Que faut-il en tirer comme enseignements ? Probablement que pour s’investir en faveur de l’environnement, de la biodiversité et des écosystèmes, de l’agriculture biologique et locale, il est indispensable de partir du terrain, de la base et de dynamiques situées dans l’espace et dans le temps. Allons même plus loin : le meilleur moyen de toucher un public de plus en plus large est de commencer de façon localisée, en « intensif ». « Qui trop embrasse mal étreint », énonce la sagesse populaire. Inutile donc de viser des objectifs impossibles, trop globaux, théoriques, abstraits. Les États s’en chargent lors d’événements comme la COP21. Quant à nous, citoyens, associations, mouvements, agissons collectivement là où nous sommes, ici et maintenant. Surtout, ne nous décourageons pas si rien, en apparence, ne semble se transformer.

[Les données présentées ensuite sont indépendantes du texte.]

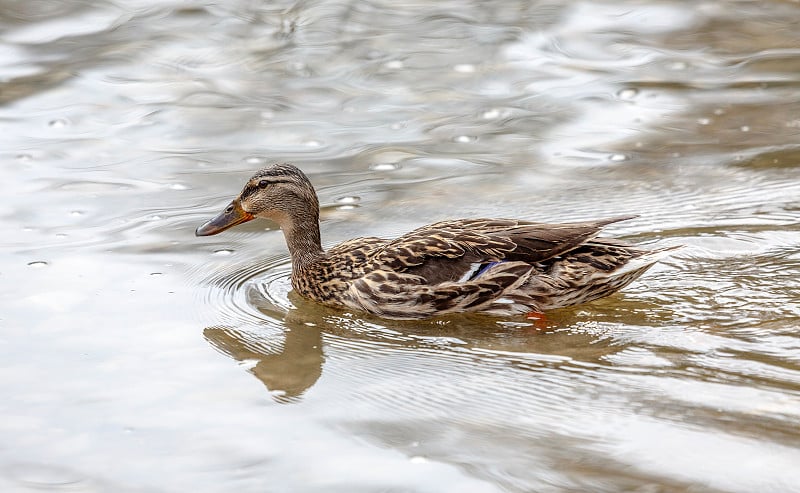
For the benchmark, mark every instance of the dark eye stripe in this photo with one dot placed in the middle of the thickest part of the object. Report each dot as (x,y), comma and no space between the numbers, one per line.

Pourquoi les gens ne changent-ils pas ?, nous demandons-nous en fil rouge de cette rubrique. Peut-être parce que les tipping points – négatifs et positifs – ne sont pas encore atteints. Mais nous y sommes presque. C’est pour bientôt et, selon le type de points de bascule en question, pour le pire… et, ou, pour le meilleur.
Guillaume Lohest
Article publié dans Valériane n°118 (mars-avril 2016), revue de Nature & Progrès
(1) Jean-Pierre Dupuy, Pour un catastrophisme éclairé, Quand l’impossible est certain, Seuil, 2002.
(2) Jonathan Franzen, « Franzen contre l’obsession climatique », Books n° 71, décembre 2015.
(3) Malcolm Gladwell, Le point de bascule, Comment faire une grande différence avec de très petites choses, Flammarion, 2012.
(4) Gérald Marten, Steve Brooks et Amanda Suutari, « Points de bascule environnementaux : les stratégies écologistes vues sous un nouvel angle », L’état de la planète Magazine, n° 24, novembre-décembre 2005.
(5) Jean Giono, L’homme qui plantait des arbres, La Pléiade, Oeuvres romanesques complètes de Jean Giono (1971-1983), t. V. Cf. également le superbe film d’animation à partir de dessins au fuseau, narration par Philippe Noiret (visible sur YouTube).